Well, part of the problem for our industry is that we're not price setters; we're price takers. We take whatever the price is in the world market.
It's probably easy today to say the oil industry is doing well at $56 a barrel, or whatever it happened to trade at today. It's not that long ago, 1998, when it went down to $11 a barrel. It was tough going in the oil sands business at $11 a barrel. You were barely able to make the cashflow. These projects can't easily be shut down. We're subject to the vagaries of the commodity markets.
Our real competition is in the Middle East, in Saudi Arabia. They're putting a barrel of oil on the market for $5 U.S. a barrel. We don't get to set the price. When that happens, we obviously have to be very diligent about what we're doing.

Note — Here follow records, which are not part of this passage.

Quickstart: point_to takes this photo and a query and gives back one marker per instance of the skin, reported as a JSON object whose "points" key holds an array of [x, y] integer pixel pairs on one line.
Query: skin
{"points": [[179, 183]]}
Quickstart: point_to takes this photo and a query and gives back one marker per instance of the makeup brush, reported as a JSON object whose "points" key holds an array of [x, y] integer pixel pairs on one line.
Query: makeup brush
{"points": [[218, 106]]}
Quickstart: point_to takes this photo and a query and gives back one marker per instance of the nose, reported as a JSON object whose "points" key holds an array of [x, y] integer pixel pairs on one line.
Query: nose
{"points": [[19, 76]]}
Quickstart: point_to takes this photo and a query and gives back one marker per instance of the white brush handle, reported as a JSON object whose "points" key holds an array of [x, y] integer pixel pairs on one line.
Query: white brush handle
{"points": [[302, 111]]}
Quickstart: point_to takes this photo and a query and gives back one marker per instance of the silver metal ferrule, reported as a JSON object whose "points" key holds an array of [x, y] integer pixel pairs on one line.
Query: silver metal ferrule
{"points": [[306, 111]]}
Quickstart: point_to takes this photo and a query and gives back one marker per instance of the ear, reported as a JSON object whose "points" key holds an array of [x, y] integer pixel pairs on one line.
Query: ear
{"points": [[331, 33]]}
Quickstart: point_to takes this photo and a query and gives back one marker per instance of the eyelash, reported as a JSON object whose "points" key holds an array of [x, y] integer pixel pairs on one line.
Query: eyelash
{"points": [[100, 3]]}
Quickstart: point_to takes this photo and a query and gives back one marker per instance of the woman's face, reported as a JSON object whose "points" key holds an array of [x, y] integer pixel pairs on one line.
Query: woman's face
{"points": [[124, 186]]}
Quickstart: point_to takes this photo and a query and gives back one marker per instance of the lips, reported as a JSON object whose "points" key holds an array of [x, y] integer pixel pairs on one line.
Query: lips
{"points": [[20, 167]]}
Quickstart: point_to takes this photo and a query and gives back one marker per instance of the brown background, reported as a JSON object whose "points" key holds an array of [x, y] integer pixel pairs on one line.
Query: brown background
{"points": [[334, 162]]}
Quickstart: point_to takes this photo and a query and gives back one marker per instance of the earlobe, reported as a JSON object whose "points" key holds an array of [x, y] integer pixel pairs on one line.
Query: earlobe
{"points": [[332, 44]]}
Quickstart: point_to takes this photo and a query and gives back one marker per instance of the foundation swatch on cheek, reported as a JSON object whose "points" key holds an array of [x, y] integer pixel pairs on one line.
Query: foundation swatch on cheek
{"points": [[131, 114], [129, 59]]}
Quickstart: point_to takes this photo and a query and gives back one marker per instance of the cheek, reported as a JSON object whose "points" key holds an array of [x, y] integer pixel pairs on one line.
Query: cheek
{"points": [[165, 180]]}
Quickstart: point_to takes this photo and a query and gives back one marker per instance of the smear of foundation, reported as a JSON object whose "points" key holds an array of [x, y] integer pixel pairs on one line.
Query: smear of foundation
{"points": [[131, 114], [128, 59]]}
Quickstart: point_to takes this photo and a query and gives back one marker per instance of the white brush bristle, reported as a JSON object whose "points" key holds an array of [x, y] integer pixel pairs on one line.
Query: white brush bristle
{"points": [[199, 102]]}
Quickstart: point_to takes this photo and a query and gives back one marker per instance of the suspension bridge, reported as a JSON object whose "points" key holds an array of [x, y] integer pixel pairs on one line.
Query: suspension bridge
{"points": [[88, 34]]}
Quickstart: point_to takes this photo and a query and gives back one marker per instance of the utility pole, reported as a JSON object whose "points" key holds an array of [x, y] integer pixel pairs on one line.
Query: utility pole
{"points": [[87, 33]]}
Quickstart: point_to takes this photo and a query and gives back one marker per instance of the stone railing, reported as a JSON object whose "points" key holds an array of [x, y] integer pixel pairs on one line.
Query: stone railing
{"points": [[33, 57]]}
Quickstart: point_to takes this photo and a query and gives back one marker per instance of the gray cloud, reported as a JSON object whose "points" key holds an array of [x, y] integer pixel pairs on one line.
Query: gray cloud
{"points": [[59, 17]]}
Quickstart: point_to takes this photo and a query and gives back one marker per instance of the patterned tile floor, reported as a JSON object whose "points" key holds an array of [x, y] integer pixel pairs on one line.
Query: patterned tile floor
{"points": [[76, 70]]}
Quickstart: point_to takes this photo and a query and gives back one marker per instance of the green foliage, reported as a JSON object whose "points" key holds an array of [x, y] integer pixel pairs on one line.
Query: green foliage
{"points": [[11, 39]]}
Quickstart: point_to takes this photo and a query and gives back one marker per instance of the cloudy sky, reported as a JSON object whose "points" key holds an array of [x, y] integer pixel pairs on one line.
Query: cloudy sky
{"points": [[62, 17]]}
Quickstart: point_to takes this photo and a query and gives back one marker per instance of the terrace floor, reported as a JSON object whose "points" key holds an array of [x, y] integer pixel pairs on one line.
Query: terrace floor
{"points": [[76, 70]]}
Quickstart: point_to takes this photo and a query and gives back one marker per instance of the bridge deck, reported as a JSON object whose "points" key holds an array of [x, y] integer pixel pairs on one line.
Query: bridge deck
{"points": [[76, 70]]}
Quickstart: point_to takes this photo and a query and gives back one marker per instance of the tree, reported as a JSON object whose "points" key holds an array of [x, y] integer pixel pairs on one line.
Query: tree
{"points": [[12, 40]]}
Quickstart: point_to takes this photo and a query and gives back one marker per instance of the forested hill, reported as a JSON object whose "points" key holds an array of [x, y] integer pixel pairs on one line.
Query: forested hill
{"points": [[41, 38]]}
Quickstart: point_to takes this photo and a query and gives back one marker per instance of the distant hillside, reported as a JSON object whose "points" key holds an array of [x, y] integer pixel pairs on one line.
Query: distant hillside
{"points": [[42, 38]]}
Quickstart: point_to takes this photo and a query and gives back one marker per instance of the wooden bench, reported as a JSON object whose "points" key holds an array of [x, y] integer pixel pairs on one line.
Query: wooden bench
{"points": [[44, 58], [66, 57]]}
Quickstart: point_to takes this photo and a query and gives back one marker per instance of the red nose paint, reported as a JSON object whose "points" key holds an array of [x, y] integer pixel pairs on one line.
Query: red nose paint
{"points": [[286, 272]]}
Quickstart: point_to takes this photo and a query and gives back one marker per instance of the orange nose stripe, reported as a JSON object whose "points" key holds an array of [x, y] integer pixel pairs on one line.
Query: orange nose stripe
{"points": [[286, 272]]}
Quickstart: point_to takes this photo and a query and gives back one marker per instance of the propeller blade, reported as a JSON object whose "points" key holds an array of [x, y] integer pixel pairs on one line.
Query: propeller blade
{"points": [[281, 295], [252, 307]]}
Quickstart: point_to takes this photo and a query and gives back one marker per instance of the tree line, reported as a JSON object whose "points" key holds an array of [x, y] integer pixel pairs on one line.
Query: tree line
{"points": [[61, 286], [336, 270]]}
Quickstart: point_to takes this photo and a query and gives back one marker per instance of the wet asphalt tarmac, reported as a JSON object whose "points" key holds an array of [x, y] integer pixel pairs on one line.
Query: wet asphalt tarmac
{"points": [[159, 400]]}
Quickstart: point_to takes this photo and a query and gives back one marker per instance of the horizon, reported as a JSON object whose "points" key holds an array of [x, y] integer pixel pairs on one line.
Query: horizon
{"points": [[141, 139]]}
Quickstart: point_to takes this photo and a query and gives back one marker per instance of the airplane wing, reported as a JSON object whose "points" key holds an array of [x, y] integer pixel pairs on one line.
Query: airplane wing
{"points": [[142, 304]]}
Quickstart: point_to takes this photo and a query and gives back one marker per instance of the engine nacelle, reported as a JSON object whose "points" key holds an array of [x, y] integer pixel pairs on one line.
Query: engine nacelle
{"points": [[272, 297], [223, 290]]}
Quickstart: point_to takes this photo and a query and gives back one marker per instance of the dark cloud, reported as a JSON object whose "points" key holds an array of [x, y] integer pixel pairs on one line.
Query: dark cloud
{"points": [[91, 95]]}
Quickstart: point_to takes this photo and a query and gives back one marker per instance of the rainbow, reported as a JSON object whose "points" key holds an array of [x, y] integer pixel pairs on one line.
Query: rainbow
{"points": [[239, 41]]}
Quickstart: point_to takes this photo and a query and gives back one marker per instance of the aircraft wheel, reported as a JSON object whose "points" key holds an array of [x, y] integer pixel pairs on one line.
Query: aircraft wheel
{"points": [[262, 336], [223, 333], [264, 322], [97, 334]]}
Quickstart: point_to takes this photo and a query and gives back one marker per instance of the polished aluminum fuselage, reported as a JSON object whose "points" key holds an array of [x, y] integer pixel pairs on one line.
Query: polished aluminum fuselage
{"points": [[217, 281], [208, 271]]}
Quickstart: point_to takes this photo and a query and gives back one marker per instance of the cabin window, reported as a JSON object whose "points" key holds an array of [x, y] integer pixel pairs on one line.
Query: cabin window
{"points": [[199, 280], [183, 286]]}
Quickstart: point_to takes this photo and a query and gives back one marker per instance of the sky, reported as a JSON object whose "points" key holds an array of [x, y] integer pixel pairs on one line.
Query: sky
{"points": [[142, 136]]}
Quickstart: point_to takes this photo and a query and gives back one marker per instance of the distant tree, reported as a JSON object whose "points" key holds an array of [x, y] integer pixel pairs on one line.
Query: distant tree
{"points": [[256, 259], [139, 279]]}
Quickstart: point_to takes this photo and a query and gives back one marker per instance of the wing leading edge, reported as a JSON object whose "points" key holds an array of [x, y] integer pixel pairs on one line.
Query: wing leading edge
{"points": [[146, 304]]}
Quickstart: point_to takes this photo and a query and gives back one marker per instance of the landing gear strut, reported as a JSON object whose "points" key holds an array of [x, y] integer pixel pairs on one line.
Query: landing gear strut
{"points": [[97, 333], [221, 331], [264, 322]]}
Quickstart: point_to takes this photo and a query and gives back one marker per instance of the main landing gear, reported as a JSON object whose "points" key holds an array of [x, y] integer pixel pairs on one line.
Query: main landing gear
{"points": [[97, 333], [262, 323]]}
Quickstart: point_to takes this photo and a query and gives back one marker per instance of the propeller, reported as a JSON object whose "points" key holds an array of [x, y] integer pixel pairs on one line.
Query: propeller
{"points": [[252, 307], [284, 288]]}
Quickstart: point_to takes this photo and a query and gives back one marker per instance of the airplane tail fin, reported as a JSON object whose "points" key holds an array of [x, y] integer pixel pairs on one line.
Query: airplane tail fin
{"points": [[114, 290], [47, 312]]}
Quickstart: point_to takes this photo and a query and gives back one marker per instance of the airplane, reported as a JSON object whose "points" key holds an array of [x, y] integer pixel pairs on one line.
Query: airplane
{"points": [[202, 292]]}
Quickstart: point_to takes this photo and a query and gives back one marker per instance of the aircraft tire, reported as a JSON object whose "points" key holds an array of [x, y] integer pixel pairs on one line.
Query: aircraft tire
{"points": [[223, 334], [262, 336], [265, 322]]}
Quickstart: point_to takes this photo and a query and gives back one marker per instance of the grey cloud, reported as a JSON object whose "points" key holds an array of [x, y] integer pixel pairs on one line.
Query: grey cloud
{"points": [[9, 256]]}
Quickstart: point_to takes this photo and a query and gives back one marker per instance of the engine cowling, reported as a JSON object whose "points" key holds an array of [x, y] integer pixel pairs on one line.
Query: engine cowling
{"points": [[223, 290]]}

It's a lot more complex than it appears to be today, with what's happening as we speak and with crude oil pricing being where it is. In order for the business to be viable, we have to really take all of those things into consideration, because we're going to have those swings and those ups and downs.
If you took crude oil prices in 1995 and you took them back a hundred years, which was about the length of time crude was being produced, and you brought it into 1995 dollars, crude oil averaged about $20 a barrel in 1995 dollars over that whole time period. It went up and down depending on whether there was a world war or a major invasion going on in certain parts of the world.
We're probably at a different plateau today. I think most people would say we're not back at $20 oil, but I don't believe we're at $60 oil either. We're again going to be faced with those challenges as we go forward.